Sounds like Iran, right?
Sure, but that description also fit North Korea about twenty years ago. And we know how that story turned out: it got scary fast.
Today, Trump is selling the same story with a different cast.
In 1994, North Korea had a suspect nuclear program and enough plutonium for a couple of weapons. Pyongyang announced it would leave the Nonproliferation Treaty, and stopped pretending it would play by the rules.
In response, the US considered an attack, and only a Hail Mary trip to North Korea by former president Carter got the parties the negotiating table.
Eventually, the US, its allies, and North Korea reached a deal, the Agreed Framework, which froze the regime’s nuclear program in return for heavy fuel oil and two light-water reactors placed under International Atomic Energy Agency inspections.
Progress toward implementation was slow, due in part to North Korea’s bad behavior and Congressional Republicans’ opposition.
Then the Bush administration came into power and showed more interest in the regime’s missile tests and maltreatment of its citizens than in strengthening the deal.
North Korea continued testing missiles, and news reached Washington about a secret uranium-enrichment program, which was “the hammer I had been looking for to shatter the Agreed Framework,” wrote John Bolton, Bush’s undersecretary of state for arms control and international security. Bush allowed the deal to shatter.
But when North Korea conducted its first nuclear-weapon test in 2006, the Bush administration backpedaled fast, trying hard to get a new agreement and making concessions that reportedly astonished Obama officials reviewing the records. It didn’t work.
Fast forward to 2017: North Korea is a nuclear-weapons state, and the Trump administration looks like it’s about to make the same mistake with Iran.
The two agreements are similar: it took arduous diplomatic work to reach the Iran Deal, which successfully froze the country’s nuclear program and requires IAEA inspections to ensure Iran doesn’t cheat.

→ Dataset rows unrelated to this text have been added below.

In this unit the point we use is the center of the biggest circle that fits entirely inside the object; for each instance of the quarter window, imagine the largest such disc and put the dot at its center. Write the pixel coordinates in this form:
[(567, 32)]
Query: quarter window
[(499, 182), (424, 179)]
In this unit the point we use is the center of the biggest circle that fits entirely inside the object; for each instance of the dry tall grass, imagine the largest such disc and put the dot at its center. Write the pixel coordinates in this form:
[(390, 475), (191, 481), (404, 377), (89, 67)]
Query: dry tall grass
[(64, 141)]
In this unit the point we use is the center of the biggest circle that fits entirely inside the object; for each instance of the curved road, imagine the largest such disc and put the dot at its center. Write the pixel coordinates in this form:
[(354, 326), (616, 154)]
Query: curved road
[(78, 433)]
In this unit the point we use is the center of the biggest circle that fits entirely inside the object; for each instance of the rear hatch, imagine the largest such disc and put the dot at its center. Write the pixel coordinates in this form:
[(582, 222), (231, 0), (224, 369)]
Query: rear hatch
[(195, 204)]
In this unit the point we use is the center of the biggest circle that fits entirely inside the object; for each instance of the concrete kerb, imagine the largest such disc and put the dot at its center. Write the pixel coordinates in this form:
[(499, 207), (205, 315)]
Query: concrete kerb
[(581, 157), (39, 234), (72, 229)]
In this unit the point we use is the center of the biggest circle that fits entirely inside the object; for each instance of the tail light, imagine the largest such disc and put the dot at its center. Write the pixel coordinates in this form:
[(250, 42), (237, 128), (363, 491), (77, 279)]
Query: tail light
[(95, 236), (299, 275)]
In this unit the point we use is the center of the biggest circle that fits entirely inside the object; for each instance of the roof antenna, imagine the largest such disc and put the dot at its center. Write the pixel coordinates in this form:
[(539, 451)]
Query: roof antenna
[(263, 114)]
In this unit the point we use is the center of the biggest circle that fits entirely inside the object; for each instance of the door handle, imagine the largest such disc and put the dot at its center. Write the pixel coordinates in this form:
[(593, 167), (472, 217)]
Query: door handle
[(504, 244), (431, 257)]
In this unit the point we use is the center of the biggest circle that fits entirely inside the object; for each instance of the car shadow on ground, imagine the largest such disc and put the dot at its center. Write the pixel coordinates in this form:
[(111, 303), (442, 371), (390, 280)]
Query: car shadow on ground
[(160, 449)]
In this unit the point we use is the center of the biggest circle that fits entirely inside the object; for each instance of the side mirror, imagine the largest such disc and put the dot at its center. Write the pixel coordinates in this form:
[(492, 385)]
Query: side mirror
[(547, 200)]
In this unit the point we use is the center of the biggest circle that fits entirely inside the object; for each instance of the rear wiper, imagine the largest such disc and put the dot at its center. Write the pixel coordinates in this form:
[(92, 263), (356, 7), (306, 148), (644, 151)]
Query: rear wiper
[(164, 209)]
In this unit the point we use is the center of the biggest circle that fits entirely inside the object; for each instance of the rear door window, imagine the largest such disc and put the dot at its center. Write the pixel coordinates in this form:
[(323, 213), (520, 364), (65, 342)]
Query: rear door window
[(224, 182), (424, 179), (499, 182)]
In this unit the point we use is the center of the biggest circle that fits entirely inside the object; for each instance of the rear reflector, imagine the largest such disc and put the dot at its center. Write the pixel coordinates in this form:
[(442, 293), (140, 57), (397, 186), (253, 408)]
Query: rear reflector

But the Iran Deal is not the Agreed Framework—the Iran Deal is stronger.
Iran needs the deal more than North Korea needed the framework—its economy relies on international trade. The Iran Deal also fixes mistakes in the Agreed Framework; its monitoring process is far more invasive.
Just as Bush seemed primarily focused on non-nuclear issues in his approach toward North Korea, Trump fixated on concerns unrelated to nuclear weapons in his speech denouncing the Iran Deal. Despite Iranian compliance, President Trump gave members of Congress 60 days to strengthen the agreement and threatened to terminate it if they don’t.
The result could be familiar: “If Congress reimposes sanctions, Iran will withdraw from the accord, restart its nuclear program, kick out the inspectors from the I.A.E.A. and refuse to discuss the Americans missing in Iran or held in Iranian prisons,” wrote Iran Deal negotiator Wendy Sherman.
That’s exactly what happened in North Korea.
Cora Henry is a research associate at the James Martin Center for Nonproliferation Studies in DC.